Linux kernel mirror (for testing) git.kernel.org/pub/scm/linux/kernel/git/torvalds/linux.git
kernel os linux

vmstat: User per cpu atomics to avoid interrupt disable / enable

Currently the operations to increment vm counters must disable interrupts
in order to not mess up their housekeeping of counters.

So use this_cpu_cmpxchg() to avoid the overhead. Since we can no longer
count on preremption being disabled we still have some minor issues.
The fetching of the counter thresholds is racy.
A threshold from another cpu may be applied if we happen to be
rescheduled on another cpu.
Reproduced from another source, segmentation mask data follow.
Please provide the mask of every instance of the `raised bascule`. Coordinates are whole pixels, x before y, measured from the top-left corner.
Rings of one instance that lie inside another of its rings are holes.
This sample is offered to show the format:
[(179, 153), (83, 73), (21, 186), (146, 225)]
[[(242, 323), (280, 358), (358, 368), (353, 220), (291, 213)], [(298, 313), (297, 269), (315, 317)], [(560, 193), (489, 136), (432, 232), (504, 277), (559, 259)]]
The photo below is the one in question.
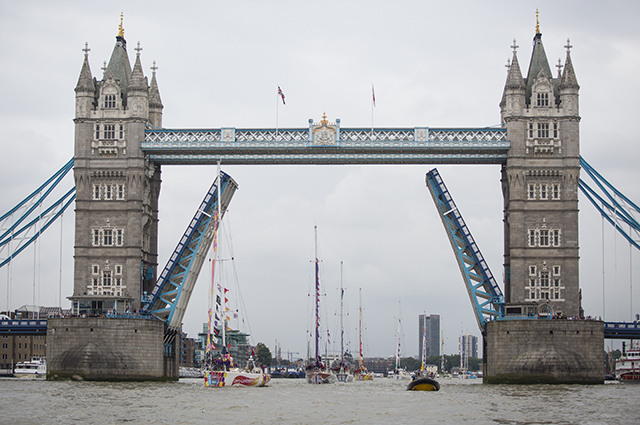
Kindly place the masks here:
[[(237, 184), (226, 174), (214, 181), (158, 273), (164, 164), (496, 164), (504, 197), (504, 290), (442, 177), (437, 170), (427, 174), (483, 334), (485, 382), (602, 383), (605, 332), (622, 338), (638, 329), (552, 320), (583, 316), (578, 191), (589, 191), (580, 180), (588, 166), (580, 157), (580, 87), (568, 40), (565, 47), (554, 76), (536, 25), (525, 78), (514, 40), (499, 128), (342, 128), (324, 115), (303, 128), (165, 129), (155, 62), (149, 82), (138, 44), (131, 67), (121, 22), (102, 79), (93, 76), (85, 46), (75, 88), (69, 299), (77, 317), (48, 323), (49, 377), (177, 378), (176, 334), (211, 243), (213, 210), (220, 202), (224, 213)], [(604, 201), (592, 200), (602, 208)], [(611, 214), (619, 214), (611, 205)], [(640, 231), (632, 216), (624, 220)], [(148, 347), (144, 359), (128, 354), (131, 344)]]

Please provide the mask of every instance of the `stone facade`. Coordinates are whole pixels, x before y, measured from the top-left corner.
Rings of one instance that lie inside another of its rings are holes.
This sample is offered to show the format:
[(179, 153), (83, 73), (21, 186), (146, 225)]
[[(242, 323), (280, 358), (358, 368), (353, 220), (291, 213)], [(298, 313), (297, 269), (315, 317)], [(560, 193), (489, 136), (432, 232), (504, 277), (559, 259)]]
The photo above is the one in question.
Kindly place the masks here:
[(162, 126), (155, 76), (149, 84), (140, 49), (133, 69), (124, 30), (116, 37), (101, 81), (85, 48), (75, 88), (76, 185), (74, 314), (140, 309), (155, 285), (158, 264), (160, 166), (142, 150), (147, 126)]
[(178, 356), (164, 355), (163, 339), (158, 320), (49, 319), (47, 379), (178, 379)]
[(526, 79), (514, 42), (502, 121), (511, 148), (502, 169), (508, 314), (579, 316), (579, 86), (570, 45), (554, 77), (534, 36)]
[(596, 320), (499, 320), (487, 324), (484, 382), (604, 383), (604, 324)]

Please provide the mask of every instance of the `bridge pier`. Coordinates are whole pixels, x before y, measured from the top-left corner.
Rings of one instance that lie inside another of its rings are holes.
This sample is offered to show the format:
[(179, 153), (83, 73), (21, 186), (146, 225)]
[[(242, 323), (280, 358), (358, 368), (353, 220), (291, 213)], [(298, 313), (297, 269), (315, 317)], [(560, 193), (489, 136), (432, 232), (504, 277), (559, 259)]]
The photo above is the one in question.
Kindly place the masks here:
[(488, 384), (603, 384), (599, 320), (494, 320), (484, 335)]
[(47, 379), (178, 380), (178, 342), (164, 347), (158, 320), (74, 317), (49, 319)]

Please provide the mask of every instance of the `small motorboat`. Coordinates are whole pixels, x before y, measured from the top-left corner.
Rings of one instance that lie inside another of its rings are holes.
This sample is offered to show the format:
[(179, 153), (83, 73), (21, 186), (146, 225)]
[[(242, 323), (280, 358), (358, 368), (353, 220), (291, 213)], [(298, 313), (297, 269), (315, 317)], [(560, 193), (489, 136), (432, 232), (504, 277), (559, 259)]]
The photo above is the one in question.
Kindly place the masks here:
[(407, 391), (438, 391), (439, 389), (438, 381), (427, 376), (415, 376), (407, 385)]

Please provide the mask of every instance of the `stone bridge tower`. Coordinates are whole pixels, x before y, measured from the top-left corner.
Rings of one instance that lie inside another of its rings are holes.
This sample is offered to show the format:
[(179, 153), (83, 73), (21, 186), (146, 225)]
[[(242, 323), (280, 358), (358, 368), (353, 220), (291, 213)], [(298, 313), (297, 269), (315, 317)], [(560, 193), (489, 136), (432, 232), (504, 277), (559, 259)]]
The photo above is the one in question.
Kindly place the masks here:
[(506, 312), (577, 316), (580, 87), (571, 45), (554, 77), (536, 24), (526, 79), (512, 47), (500, 103), (511, 141), (502, 169)]
[(162, 101), (151, 68), (142, 71), (138, 43), (133, 69), (122, 18), (102, 80), (89, 49), (76, 92), (74, 313), (140, 308), (155, 284), (158, 263), (160, 166), (140, 149), (147, 126), (162, 126)]

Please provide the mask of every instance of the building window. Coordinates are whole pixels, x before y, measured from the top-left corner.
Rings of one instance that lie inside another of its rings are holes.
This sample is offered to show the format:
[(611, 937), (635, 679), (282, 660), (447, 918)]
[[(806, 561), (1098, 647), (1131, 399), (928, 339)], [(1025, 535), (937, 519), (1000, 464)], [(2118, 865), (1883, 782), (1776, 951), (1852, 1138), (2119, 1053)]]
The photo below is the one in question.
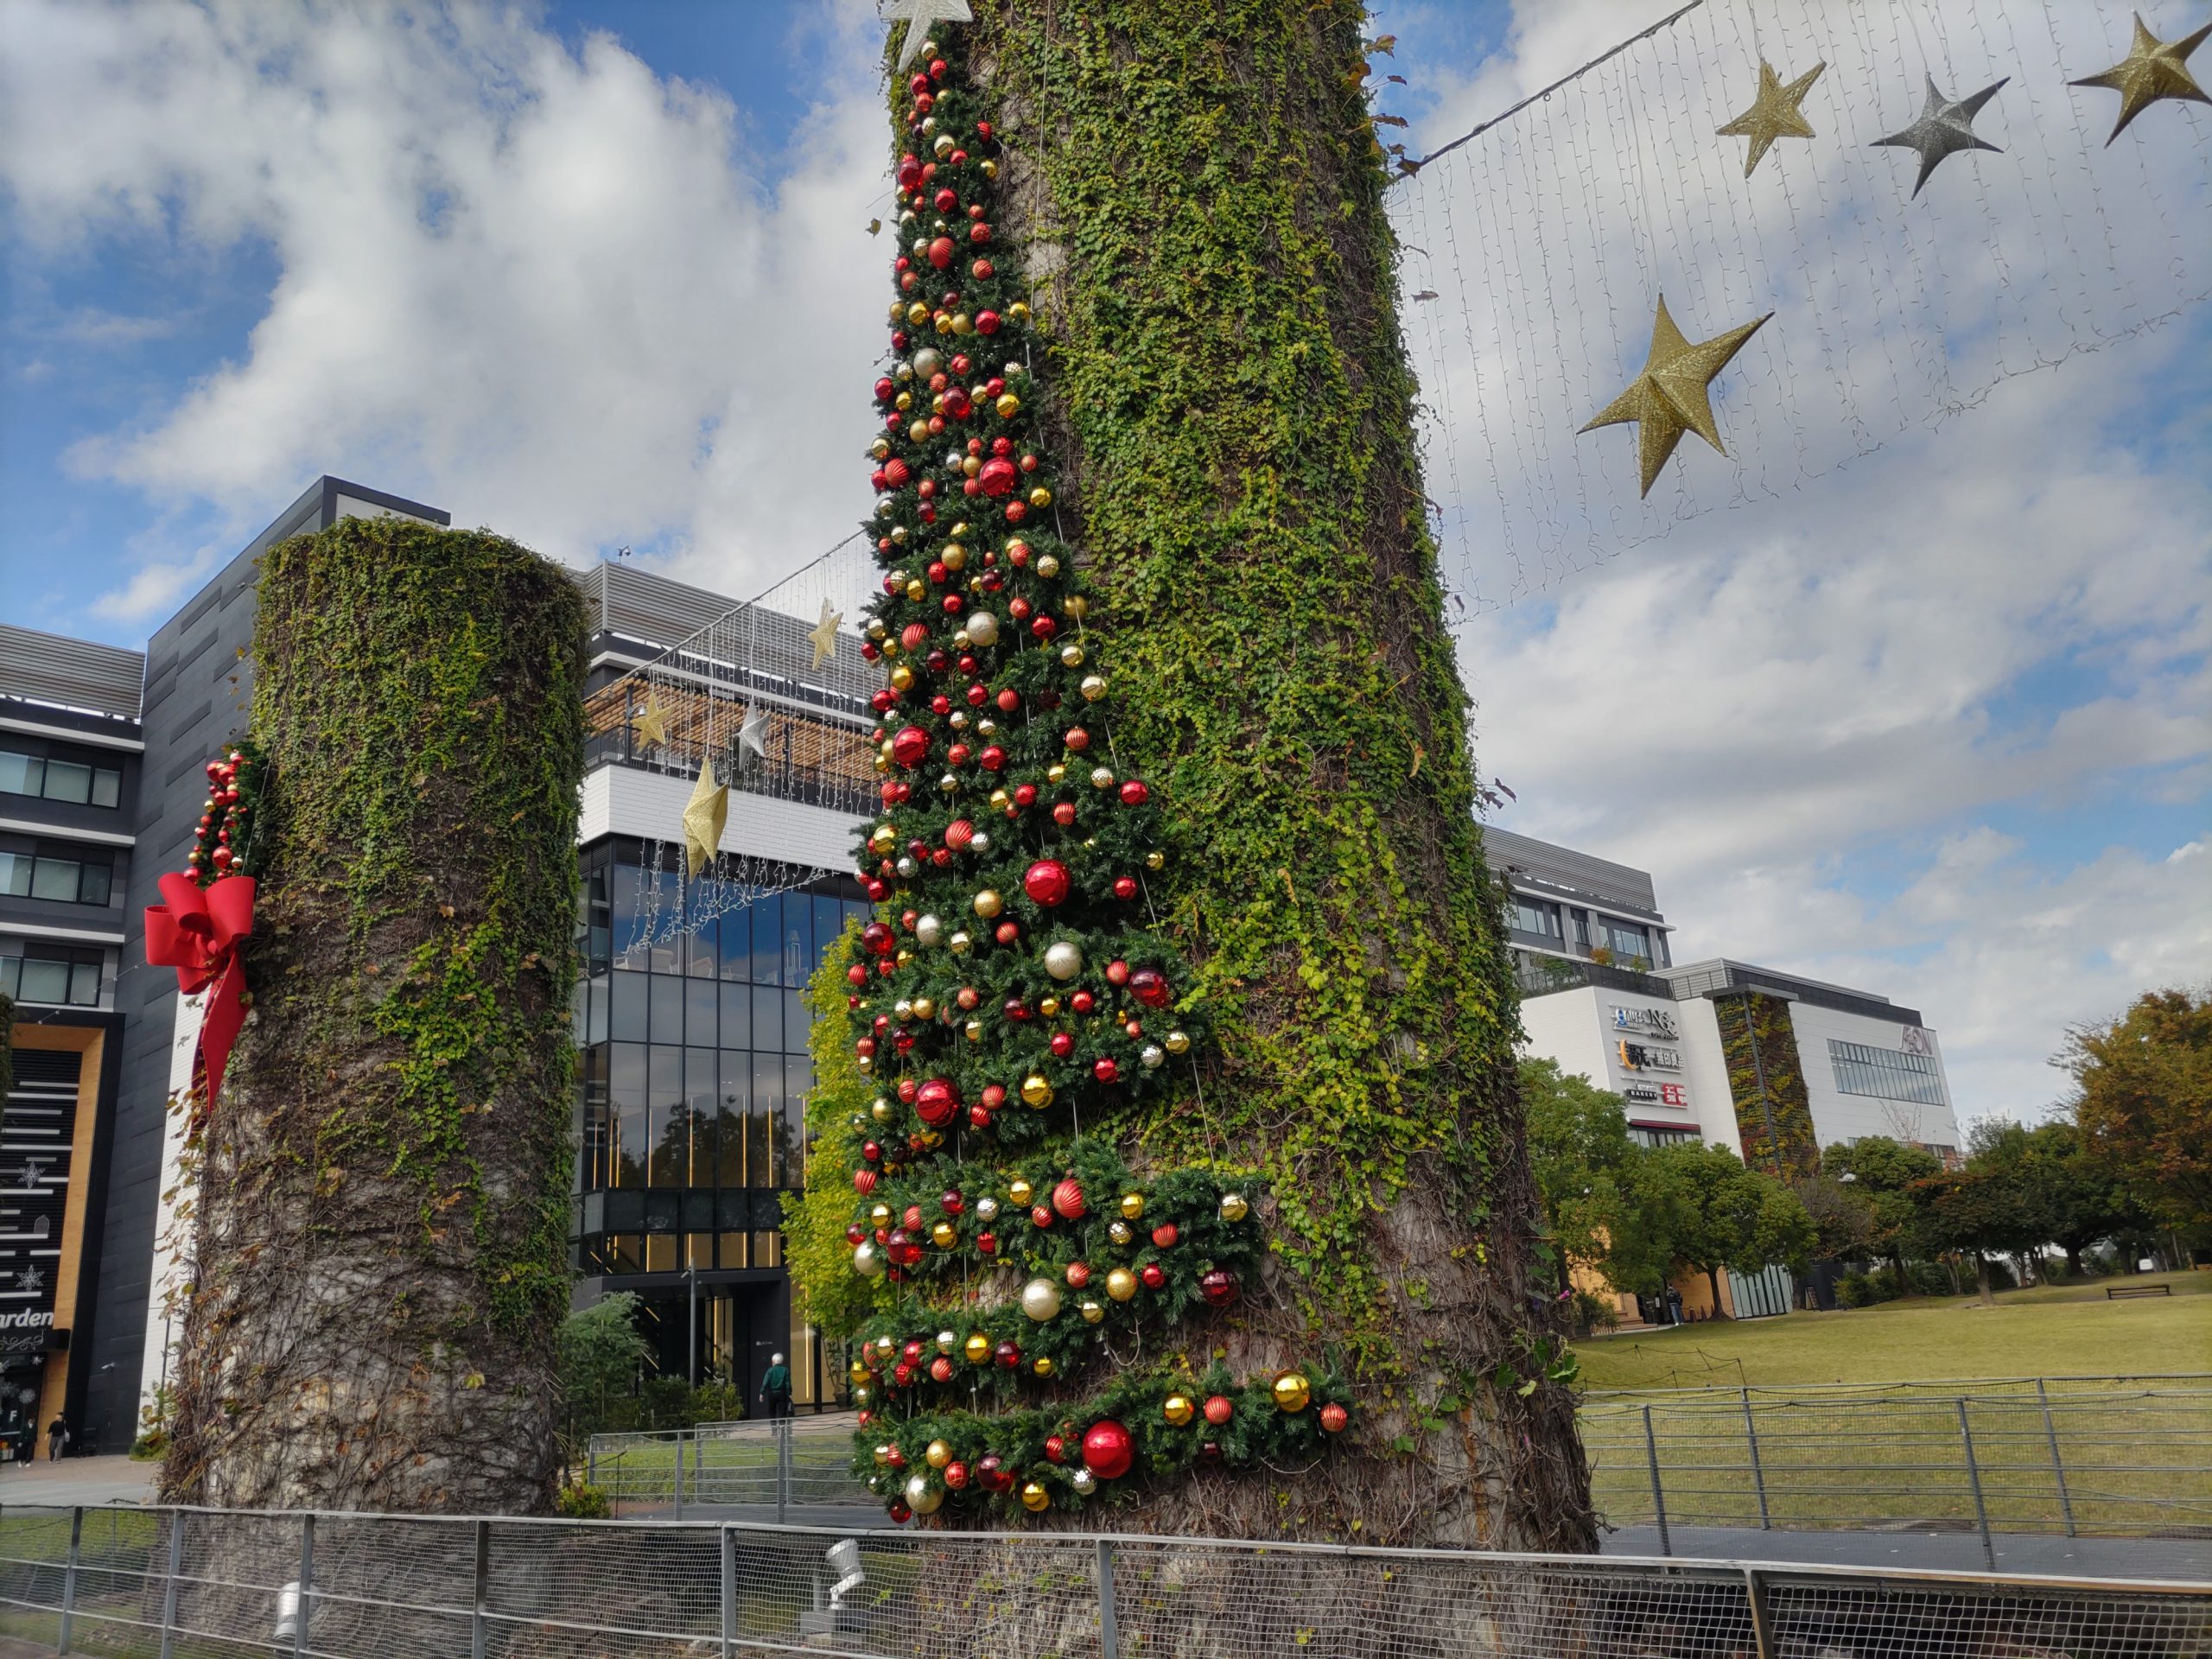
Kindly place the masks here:
[(1701, 1133), (1703, 1131), (1699, 1129), (1678, 1128), (1672, 1125), (1631, 1123), (1628, 1126), (1628, 1138), (1646, 1151), (1676, 1146), (1684, 1141), (1694, 1141)]
[(21, 956), (0, 957), (0, 992), (18, 1002), (96, 1008), (104, 961), (97, 950), (26, 941)]
[(0, 893), (16, 899), (51, 899), (65, 905), (105, 905), (115, 866), (105, 858), (74, 853), (0, 849)]
[(1516, 933), (1534, 933), (1547, 939), (1556, 939), (1560, 936), (1557, 905), (1523, 899), (1516, 893), (1507, 901), (1505, 918)]
[(1623, 966), (1651, 960), (1651, 936), (1643, 928), (1604, 916), (1598, 918), (1598, 925), (1605, 936), (1606, 949)]
[(0, 794), (35, 795), (72, 806), (116, 806), (123, 800), (123, 774), (112, 766), (60, 755), (0, 749)]
[(1838, 1042), (1831, 1037), (1828, 1064), (1835, 1071), (1836, 1088), (1844, 1094), (1910, 1101), (1919, 1106), (1943, 1103), (1942, 1074), (1936, 1070), (1933, 1055)]

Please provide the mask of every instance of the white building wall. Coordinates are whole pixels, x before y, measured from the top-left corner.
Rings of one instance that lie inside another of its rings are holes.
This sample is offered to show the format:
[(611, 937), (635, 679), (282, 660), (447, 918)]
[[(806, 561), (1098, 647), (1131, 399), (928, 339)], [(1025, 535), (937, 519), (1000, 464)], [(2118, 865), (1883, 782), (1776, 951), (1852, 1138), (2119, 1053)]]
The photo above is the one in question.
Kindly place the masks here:
[(1698, 1127), (1709, 1143), (1726, 1147), (1740, 1158), (1744, 1138), (1736, 1127), (1735, 1099), (1728, 1092), (1728, 1062), (1720, 1052), (1719, 1015), (1702, 996), (1677, 1006), (1681, 1010), (1682, 1074), (1689, 1080), (1690, 1098), (1697, 1103)]
[[(1958, 1119), (1950, 1104), (1950, 1085), (1942, 1075), (1942, 1051), (1936, 1033), (1925, 1027), (1906, 1027), (1894, 1020), (1872, 1020), (1808, 1002), (1789, 1005), (1789, 1023), (1797, 1038), (1797, 1058), (1805, 1070), (1805, 1094), (1813, 1109), (1813, 1129), (1825, 1150), (1839, 1141), (1856, 1141), (1870, 1135), (1893, 1141), (1916, 1141), (1923, 1146), (1956, 1147)], [(1828, 1058), (1828, 1042), (1861, 1043), (1868, 1048), (1897, 1052), (1906, 1033), (1916, 1031), (1936, 1061), (1936, 1082), (1942, 1095), (1940, 1105), (1917, 1101), (1880, 1100), (1869, 1095), (1847, 1095), (1836, 1087), (1835, 1067)]]
[[(577, 841), (588, 844), (612, 835), (681, 842), (683, 804), (691, 798), (692, 782), (626, 766), (601, 766), (588, 772)], [(845, 874), (853, 868), (857, 845), (853, 834), (859, 823), (859, 819), (826, 807), (733, 789), (721, 849)]]
[[(1529, 1053), (1621, 1096), (1630, 1122), (1696, 1128), (1709, 1134), (1688, 1076), (1679, 1009), (1672, 997), (1586, 985), (1530, 997), (1521, 1005), (1521, 1025), (1528, 1033)], [(1657, 1020), (1649, 1017), (1652, 1014)], [(1624, 1065), (1624, 1042), (1647, 1053), (1658, 1050), (1677, 1056), (1683, 1064), (1677, 1068), (1655, 1059), (1643, 1066)], [(1725, 1092), (1719, 1096), (1724, 1116), (1726, 1098)]]
[(1600, 1089), (1610, 1089), (1612, 1073), (1598, 1020), (1598, 994), (1587, 985), (1532, 996), (1521, 1005), (1529, 1053), (1551, 1061), (1571, 1077), (1587, 1077)]

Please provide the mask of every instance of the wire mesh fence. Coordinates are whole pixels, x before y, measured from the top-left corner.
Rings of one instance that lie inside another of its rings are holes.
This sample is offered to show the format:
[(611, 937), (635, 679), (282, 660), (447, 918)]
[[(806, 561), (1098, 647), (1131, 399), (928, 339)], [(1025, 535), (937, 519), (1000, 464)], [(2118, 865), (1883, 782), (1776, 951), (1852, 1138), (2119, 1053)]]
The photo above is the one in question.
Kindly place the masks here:
[(1615, 1526), (2212, 1535), (2212, 1389), (1592, 1400)]
[(0, 1633), (148, 1659), (2202, 1659), (2212, 1586), (11, 1504)]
However, the following vmstat operation
will then bring the counter again under the threshold limit.

The operations for __xxx_zone_state are not changed since the caller
has taken care of the synchronization needs (and therefore the cycle
count is even less than the optimized version for the irq disable case
provided here).

The optimization using this_cpu_cmpxchg will only be used if the arch
supports efficient this_cpu_ops (must have CONFIG_CMPXCHG_LOCAL set!)

The use of this_cpu_cmpxchg reduces the cycle count for the counter
operations by %80 (inc_zone_page_state goes from 170 cycles to 32).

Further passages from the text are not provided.